- President: Muntasir Ahmad
- Vice President: Khairul Ahsan Marjan, Hossain Ibne Sarwar and Imran Hossain Noor
- Secretary General: Sultan Mahmud
- Founded: August 23, 1991; 34 years ago
- Headquarters: 55/B (3rd Floor), Purana Paltan, Dhaka
- Ideology: Islamism; Conservatism;
- Position: Right-wing
- Colours: Green
- National affiliation: Islami Andolan Bangladesh
- Website: chhatraandolan.org

Flag

= Islami Chhatra Andolan Bangladesh =

Student organization in Bangladesh

Islami Chhatra Andolan Bangladesh (ইসলামী ছাত্র আন্দোলন বাংলাদেশ) (ICAB) is the student wing of Islami Andolan Bangladesh (IAB), It was officially established in 1991.

== History ==
On 23 August 1991, the organization was established to provide support young Muslim students and devout Muslim youth.
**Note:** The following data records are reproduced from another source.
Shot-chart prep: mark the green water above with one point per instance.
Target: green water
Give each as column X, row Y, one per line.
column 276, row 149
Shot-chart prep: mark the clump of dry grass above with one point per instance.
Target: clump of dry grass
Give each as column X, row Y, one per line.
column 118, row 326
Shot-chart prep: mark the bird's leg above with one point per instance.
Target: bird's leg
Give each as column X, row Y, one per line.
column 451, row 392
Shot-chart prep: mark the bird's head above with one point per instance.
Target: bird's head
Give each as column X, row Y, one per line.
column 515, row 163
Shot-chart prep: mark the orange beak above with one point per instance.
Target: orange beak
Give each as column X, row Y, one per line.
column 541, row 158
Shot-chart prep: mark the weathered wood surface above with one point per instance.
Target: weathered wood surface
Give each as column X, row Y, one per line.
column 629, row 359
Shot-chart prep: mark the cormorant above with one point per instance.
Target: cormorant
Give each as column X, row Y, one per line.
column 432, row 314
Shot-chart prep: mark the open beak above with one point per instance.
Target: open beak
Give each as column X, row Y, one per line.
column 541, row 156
Back then, the organization was called 'Islami Shashantantra Chhatra Andolan', Later on, the organization, name, committees and leaderships were changed significantly.

== Leadership ==
The central president of the organization is Muntasir Ahmad. Central Vice President is Khairul Ahsan Marjan, Hossain Ibne Sorwar and Imran Hossain Noor. Secretary general is Sultan Mahmud.

== Activities ==
Every year, Islami Chhatra Andolan Bangladesh's new members rally and the historic student mass gathering are held at the historic annual mahfil of Charmonai organized by the Bangladesh Mujahid Committee.

=== Social activities ===
Islami Chhatra Andolan Bangladesh organizes blood group campaigns on various campuses, social and religious events. Admission support desks are run under the supervision of Islami Chhatra Andolan Bangladesh in various university admission examinations. Every year, Islami Chhatra Andolan Bangladesh organizes tree plantation programs in different places of the country. In March 2025, Islami Chhatra Andolan Bangladesh organized a protest march against rape, demanding justice for all rape cases nationwide and maximum punishment for rapists.

=== 2002 Mosque Movement ===
The then ruling party leaders forcibly demolished the T&T Baitul Azim Jame Mosque in Dhaka's Malibagh in 2002 to build a market. Islami Chhatra Andolan Bangladesh took to the streets to protest. Isha activists Shaheed Hafez Abul Bashar, Shaheed Rezaul Karim Dhali, Shaheed Yahya and Shaheed Joynal Abedin were martyred in the protest. In addition, 60 people were injured in police-Ansar firing. The movement was led by Islami Andolan Bangladesh and its student organization.